Here I'm ripping off the layers of peal ply and breather fabric. The final laminate is smooth and pretty.
I'm following the Nelson Factory build procedure. They squeegee cab-o-sil and epoxy, tinted yellow, to fill the weave. Here you can see how brilliant this technique is. The yellow tint provides excellent visual help in determining where the epoxy is filling as needed and where it needs to be squeegeed more. This yellow ring is where my Divinycell insert is located for the leash plug.

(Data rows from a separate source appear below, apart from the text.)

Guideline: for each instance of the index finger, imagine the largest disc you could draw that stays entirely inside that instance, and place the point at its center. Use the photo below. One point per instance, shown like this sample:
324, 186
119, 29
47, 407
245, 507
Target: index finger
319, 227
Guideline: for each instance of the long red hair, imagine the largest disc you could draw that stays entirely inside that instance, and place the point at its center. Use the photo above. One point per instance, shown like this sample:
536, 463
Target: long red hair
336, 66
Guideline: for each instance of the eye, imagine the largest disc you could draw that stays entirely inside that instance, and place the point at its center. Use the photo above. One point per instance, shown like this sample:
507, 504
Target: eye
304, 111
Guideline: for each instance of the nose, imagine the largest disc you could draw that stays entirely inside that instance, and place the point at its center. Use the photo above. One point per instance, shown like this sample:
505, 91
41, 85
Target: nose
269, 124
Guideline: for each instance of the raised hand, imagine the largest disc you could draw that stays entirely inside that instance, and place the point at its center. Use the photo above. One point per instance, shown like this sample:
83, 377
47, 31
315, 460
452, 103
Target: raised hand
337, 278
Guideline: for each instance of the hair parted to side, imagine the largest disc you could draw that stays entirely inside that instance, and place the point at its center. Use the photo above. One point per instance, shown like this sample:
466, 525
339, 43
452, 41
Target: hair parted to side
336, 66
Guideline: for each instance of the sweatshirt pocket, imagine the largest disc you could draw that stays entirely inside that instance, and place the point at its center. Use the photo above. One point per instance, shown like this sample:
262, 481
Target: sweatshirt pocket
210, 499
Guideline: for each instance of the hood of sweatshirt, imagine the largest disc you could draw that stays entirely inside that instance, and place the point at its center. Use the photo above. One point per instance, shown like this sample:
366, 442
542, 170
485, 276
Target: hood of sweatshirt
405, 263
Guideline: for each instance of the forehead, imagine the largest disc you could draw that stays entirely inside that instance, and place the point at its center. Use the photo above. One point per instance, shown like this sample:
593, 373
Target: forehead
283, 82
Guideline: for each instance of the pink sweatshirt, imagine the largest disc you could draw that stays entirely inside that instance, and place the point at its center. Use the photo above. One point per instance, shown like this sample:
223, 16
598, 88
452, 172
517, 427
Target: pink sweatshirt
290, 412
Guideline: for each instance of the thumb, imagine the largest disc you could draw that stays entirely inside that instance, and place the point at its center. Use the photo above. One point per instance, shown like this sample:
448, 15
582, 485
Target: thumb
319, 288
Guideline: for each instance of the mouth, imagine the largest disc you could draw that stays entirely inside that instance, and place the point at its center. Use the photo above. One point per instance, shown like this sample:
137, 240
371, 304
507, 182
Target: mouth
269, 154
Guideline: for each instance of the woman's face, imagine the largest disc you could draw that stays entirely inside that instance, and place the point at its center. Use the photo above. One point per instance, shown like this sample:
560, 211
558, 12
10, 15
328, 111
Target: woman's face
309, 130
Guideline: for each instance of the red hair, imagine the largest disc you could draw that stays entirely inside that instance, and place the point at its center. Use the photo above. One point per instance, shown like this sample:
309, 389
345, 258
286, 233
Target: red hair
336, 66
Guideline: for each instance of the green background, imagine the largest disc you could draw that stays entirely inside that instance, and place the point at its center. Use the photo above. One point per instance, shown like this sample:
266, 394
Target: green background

After the yellow cab-o-sil epoxy step, I applied plain epoxy tinted blue. The blue epoxy is the true hot coat. All applied by squeegee. Tomorrow the spot putty coats will be applied. All this extra work to apply a hot coat is just to save weight. With standard surfboard construction, the hot coat is applied with a brush to allow it to flow level and finish out pretty. The problem with that method is epoxy is very thick, so the hot coat ends up being thick and heavy. Using the Nelson Factory (windsurfer) technique allowed me to use about 1/8 the resin I used on my previous board, done the standard surfboard way.
The board weighs 17.5 lbs straight out of the bag. Tomorrow I'll know the weight with hot coat and then I'll have a good guess at the final weight with fin box and paint.